4) Liability arising from the existence of an insurer's direct intervention in the election of physicians or in its action (STS November 2 1999). This type of liability operates within the framework of the contractual relationship determinant of a direct responsibility of the insurer, but it is not uncommon for the reference to Civil Code provisions governing the liability for one another in the context of the tort. The ruling of June 21, 2006 based on the fact that the midwife was included in the optional box of the insurer, and other, more numerous, the provincial courts, often considered the physician enough to include the insurer's medical chart to infer the existence of liability on its part arising from the guilt in choosing.

5 º) Responsibility for implementation of Consumers and Users Act (Articles 26 and 28, as amended prior to Royal Decree 1 / 2007 of 16 November). According to the most recent case, given its specific nature, this type of liability does not affect medical events themselves, since it is inherent in applying the same standards of liability based on negligence for breach of the lex artis ad hoc.
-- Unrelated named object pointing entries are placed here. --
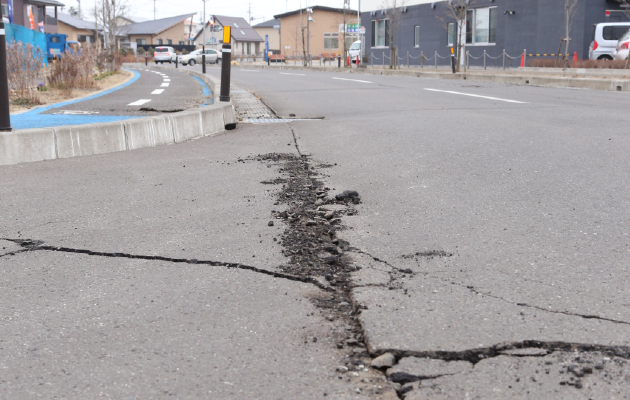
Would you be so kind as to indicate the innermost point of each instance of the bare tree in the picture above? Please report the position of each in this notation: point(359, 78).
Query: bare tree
point(393, 9)
point(458, 10)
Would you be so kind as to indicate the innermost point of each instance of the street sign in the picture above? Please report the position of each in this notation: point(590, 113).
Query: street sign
point(350, 28)
point(266, 48)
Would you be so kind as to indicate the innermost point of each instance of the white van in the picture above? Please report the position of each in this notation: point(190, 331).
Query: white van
point(605, 37)
point(355, 51)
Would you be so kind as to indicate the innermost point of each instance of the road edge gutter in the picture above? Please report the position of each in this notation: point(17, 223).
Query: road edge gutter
point(40, 144)
point(616, 85)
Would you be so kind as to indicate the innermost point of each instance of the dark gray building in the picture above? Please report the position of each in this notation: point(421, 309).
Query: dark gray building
point(514, 25)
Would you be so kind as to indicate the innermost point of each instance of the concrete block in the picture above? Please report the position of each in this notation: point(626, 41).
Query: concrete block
point(148, 132)
point(186, 125)
point(212, 120)
point(27, 145)
point(85, 140)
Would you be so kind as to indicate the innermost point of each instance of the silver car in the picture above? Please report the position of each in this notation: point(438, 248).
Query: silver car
point(164, 54)
point(212, 57)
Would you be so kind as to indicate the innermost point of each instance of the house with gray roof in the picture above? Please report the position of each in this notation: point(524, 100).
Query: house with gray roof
point(271, 29)
point(245, 40)
point(158, 32)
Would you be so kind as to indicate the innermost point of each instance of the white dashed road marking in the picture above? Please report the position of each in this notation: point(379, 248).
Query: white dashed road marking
point(353, 80)
point(139, 102)
point(476, 95)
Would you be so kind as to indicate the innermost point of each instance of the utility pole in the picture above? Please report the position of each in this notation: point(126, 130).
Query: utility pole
point(5, 115)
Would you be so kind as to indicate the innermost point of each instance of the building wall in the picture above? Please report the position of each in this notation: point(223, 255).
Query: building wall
point(536, 26)
point(73, 33)
point(325, 22)
point(274, 37)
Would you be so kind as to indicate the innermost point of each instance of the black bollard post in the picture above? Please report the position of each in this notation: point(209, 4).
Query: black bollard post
point(203, 60)
point(226, 64)
point(5, 115)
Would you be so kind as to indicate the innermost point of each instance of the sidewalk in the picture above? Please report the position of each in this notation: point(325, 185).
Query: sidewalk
point(581, 78)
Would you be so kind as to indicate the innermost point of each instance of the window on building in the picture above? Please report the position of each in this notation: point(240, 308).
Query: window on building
point(481, 26)
point(451, 34)
point(331, 41)
point(380, 33)
point(85, 38)
point(416, 37)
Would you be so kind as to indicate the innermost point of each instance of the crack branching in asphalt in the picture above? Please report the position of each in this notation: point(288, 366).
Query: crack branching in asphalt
point(35, 245)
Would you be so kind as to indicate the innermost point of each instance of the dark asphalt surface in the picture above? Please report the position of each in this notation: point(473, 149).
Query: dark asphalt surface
point(485, 225)
point(178, 92)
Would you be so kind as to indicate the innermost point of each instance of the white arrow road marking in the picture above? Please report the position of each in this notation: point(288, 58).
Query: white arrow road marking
point(139, 102)
point(476, 95)
point(353, 80)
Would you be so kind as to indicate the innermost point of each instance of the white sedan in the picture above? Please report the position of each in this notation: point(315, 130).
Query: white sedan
point(621, 53)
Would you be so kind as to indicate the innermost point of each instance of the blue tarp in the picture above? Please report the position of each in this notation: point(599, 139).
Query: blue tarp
point(22, 34)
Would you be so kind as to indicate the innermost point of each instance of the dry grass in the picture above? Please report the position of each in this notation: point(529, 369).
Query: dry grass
point(25, 73)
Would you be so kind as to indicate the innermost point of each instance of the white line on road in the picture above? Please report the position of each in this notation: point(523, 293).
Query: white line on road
point(476, 95)
point(139, 102)
point(353, 80)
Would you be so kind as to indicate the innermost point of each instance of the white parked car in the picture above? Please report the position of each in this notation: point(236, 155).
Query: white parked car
point(355, 51)
point(605, 38)
point(621, 52)
point(164, 54)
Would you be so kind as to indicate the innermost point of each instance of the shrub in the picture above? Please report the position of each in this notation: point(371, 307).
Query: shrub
point(24, 72)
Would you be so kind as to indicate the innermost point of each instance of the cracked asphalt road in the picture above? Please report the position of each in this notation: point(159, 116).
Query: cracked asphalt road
point(489, 253)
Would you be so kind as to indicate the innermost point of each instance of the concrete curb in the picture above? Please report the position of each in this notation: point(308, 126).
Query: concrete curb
point(30, 145)
point(618, 85)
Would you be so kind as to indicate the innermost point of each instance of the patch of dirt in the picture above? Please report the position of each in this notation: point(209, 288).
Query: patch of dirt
point(53, 96)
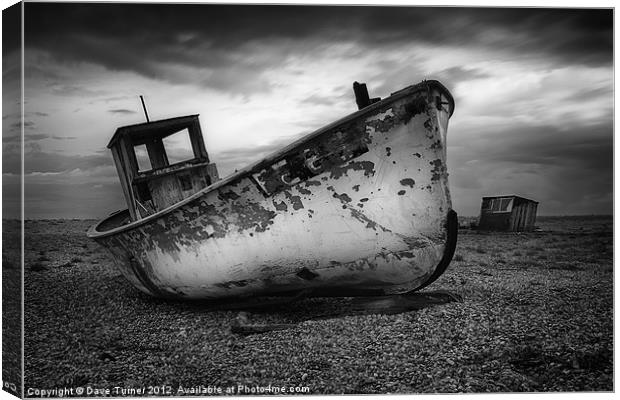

Therefore, the liability established by the consumer law applies only in relation to the organizational aspects or the provision of health services, non-medical activity itself (SSTS of February 5, 2001; March 26, 2004, November 17, 2004, January 5, 2007 and April 26, 2007).

The prosecution case is to be understood, as stated in the sentence, which by the insurance contract concluded between the health care entity co-defendant, Sanitas SA, and co-plaintiff "the insurer is obliged not only to provide assistance for the condition (disease or injury) of the insured, but also safer and more effective, thus reaching the appropriate choice of the physician is at the service of customer care that will be disappointed if the assistance received is incorrect and has serious consequences moral and material harmful to the patient, resulting from negligence of the physician chosen by the insured, giving rise to contractual liability by the insurer due to incorrect implementation of the performance of the contract. "Furthermore, the contract health care insurance requires consultation between the insurer and every one of the doctors and hospitals that make up its medical staff, which is produced by means of a lease of services, as in this case between the defendants is "establishing a relationship of dependency at least economic and functional results in the application of the tort by the act of another, established as an general in the art. 1903.4. No CC, the case of specific damages in connection with a wrongful or negligent act of the physician.

C) The TS estimates that do not go judgment rule res ipsa loquitur to establish the responsibility of the physician. What the ruling says is that it has deprived the mother to exercise their right to abort an informed and this lack of information is connected with the medical negligence of not having exhausted all the technical possibilities and optional in their power to dismiss uncertainties that detecting the shortening of the upper limbs of the fetus, what constitutes a violation of the "lex artis ad hoc "by the defendant doctor determinant of damage that has arisen in the sphere of competence, knowledge and control, not having taken all due diligence required by the profession and the duty of care inherent in medical practice discard any questions that might arise from ultrasound examination, with subsequent submission of a "false negative" to parents, who did not notice the disturbing material fact or figure that detected in the morphological ultrasound before the legal deadline set for practice of voluntary interruptions of pregnancy, and contrast it with new evidence of having observed conduct that would put the mother in the position to decide freely on whether or not to practice eugenic abortion.